In 1992 the Congress directed the Corps to come up with a plan to undo the damage done by the Central and South Florida Flood Control Project that was created after the ’47 floods. It was about the Greater Everglades Ecosystem and all the canals and dikes and drainage that got the water wrong.

In 2000 the Congress authorized the Comprehensive Everglades Restoration Plan (CERP)

CERP is a combination of plumbing and restoration. You can’t put everything back because so much of what was once wet is now covered with subdivisions.

The plan calls for reservoirs all around the Lake to “take the load off” the Lake so it doesn’t get too high and doesn’t get dumped on the estuaries.
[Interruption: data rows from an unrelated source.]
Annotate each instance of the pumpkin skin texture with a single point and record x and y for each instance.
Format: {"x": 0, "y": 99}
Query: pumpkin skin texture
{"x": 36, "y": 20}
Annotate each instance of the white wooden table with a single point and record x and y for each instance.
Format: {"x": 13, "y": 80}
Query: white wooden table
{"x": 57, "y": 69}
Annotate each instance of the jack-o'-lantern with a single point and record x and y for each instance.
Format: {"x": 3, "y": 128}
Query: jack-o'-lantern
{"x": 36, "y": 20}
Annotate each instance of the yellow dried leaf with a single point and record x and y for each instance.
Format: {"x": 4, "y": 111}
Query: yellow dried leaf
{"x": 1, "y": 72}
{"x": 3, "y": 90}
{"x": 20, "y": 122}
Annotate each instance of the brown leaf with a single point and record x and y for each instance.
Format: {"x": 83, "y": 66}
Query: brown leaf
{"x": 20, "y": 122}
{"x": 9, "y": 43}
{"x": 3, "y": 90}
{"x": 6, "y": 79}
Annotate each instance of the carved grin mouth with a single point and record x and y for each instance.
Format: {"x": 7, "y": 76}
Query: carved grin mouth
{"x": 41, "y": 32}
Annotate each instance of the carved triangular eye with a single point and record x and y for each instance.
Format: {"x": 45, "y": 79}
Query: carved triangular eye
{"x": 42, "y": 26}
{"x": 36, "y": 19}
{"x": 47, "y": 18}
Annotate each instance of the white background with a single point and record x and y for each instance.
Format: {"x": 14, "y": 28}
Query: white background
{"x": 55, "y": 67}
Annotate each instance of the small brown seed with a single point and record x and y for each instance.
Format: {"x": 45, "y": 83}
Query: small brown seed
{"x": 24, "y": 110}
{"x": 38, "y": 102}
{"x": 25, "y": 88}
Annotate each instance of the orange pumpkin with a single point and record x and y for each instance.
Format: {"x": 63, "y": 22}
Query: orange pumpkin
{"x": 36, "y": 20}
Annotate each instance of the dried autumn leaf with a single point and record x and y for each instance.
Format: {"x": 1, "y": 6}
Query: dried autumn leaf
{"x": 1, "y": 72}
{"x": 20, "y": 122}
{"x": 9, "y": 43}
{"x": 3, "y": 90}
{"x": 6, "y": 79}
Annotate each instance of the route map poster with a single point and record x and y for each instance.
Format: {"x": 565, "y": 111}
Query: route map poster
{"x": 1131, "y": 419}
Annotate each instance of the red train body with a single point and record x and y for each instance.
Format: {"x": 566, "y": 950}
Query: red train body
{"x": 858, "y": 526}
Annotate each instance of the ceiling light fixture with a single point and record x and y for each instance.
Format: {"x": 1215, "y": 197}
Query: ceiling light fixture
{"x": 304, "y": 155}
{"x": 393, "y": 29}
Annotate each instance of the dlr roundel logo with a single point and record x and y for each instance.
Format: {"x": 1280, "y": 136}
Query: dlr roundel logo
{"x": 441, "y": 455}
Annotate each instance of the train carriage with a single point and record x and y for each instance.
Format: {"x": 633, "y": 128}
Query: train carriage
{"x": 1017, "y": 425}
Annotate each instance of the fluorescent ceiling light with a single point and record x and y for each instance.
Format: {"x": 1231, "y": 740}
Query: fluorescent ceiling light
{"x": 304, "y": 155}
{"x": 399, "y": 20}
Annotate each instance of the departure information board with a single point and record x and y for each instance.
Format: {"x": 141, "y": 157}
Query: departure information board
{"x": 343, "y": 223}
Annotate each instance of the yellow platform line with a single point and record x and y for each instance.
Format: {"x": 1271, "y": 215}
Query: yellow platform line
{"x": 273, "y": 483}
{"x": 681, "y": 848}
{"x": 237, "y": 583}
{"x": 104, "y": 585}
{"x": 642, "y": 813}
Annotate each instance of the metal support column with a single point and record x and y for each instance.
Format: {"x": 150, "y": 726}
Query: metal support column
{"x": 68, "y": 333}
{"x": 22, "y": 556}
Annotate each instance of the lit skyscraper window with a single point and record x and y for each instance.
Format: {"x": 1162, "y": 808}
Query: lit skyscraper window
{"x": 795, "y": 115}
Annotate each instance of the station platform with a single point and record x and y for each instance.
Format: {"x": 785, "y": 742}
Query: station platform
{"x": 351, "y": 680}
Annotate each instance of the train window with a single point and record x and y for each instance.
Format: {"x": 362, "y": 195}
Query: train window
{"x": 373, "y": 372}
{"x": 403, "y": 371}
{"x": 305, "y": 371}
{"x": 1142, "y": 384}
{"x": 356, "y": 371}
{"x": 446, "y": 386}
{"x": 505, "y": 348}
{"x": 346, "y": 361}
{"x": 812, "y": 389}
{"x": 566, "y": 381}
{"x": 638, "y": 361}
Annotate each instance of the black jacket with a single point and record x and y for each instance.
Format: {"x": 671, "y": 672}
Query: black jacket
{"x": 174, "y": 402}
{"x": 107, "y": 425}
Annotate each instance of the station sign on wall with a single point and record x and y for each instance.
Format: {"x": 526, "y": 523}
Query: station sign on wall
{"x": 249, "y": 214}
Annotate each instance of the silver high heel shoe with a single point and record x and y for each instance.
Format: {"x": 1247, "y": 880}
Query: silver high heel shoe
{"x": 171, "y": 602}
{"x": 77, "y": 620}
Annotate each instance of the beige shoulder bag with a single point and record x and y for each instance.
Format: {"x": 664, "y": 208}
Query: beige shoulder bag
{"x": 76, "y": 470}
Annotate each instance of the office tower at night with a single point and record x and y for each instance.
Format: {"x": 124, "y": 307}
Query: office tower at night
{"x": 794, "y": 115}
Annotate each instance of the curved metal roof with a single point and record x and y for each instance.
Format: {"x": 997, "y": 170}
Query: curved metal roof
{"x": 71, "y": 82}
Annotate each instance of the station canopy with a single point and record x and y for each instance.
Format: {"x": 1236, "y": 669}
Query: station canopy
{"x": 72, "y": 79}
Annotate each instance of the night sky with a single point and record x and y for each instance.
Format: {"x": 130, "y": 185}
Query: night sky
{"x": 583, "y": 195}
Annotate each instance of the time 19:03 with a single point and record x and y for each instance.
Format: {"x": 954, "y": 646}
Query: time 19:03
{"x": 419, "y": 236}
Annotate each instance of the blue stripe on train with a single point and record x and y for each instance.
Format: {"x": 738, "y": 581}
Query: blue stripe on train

They will also store water for users in the watersheds around the Lake so the Lake won’t be kept too high in order to supply their water needs. The reservoirs will store water when it rains and have stormwater treatment areas (STAs) to clean the water and let it out slowly to the natural sytem.

North of the Lake in Okeechobee County there will be storage and STAs. Where dirty Nubbin Slough comes into the Lake on the NE corner there will be an STA to clean the water.

East of the Lake in Martin County and St. Lucie County there will be reservoirs and STAs on C44, C23, C24 and C25 canals that drain to the St. Lucie Estuary and the Indian River Lagoon. There will be 90,000 acres of Natural Areas built around the state Save Our Rivers wildernesses like Old Trail in St. Lucie County and Allapattah, Palmar and Atlantic Ridge in Martin County. Those areas will store 30,000 acre feet of water and clean it up and let it run out slowly without expensive plumbing and man-made STAs. They will get rid of excess water in rainy years by spreading it out and evaporating it. They will accomplish one of the overarching goals of CERP to expand the spatial extent of short hydroperiod wetlands and recreate sustainable habitat for wading birds and other critters. 25,000 acres of wetlands will be widened and restored. That’s something that can no longer be done further south because it’s paved over.

West of the Lake there will be a large reservoir on the Caloosahatchee to serve water users in the watershed and take the load off the Lake and to provide critical low flows in the dry season to maintain sustainable salinity in the west coast estuaries.

South of the Lake there will be large reservoirs and STAs to hold the water and clean it and send it south where it used to go.

The walls will come down and the canals will be filled in the Water Conservation Areas to recreate a flowing river of grass instead of a stagnant giant sawgrass pond slowly turning into a cattail marsh.

CEPP, the Central Everglades Plan is a group of CERP projects to clean runoff and move barriers to move more water south

The Tamiami Trail will be raised to let water flow south to Everglades National Park. That’s not part of CERP but part of the Modified Water Delivery Plan approved prior to CERP. The first mile long bridge has been completed with stimulus money. So far, it’s about the only thing that has been completed. 5.5 more miles of bridges are planned. The Aerojet Canal in South Dade will be blocked to put freshwater back into Taylor Slough and save the Northern corner of Florida Bay from the current regular algae blooms.

That’s CERP. It has evolved since it was first authorized, but the basic plan is the same: slow the water down, clean it up, and let it flow south.


The state and federal partnership that promised to build CERP has stumbled and fallen apart. Progress has not been made. We have not gotten the water right. Attention falters until another environmental scream happens. Then all the politicians fly in and survey the damage and promise to do better.

In the summer of 2013 it rained too much again. The St. Lucie Estuary is posted with “No Trespassing In the Water” signs because of toxic algae. Dolphin and manatees are dying in the Indian River. There is a huge seagrass die off on the west coast where the Caloosahatchee dumps dirty water from the Lake.

This time it is not just the environment screaming. The public is screaming too. They’ve had enough. This time we have to fix it.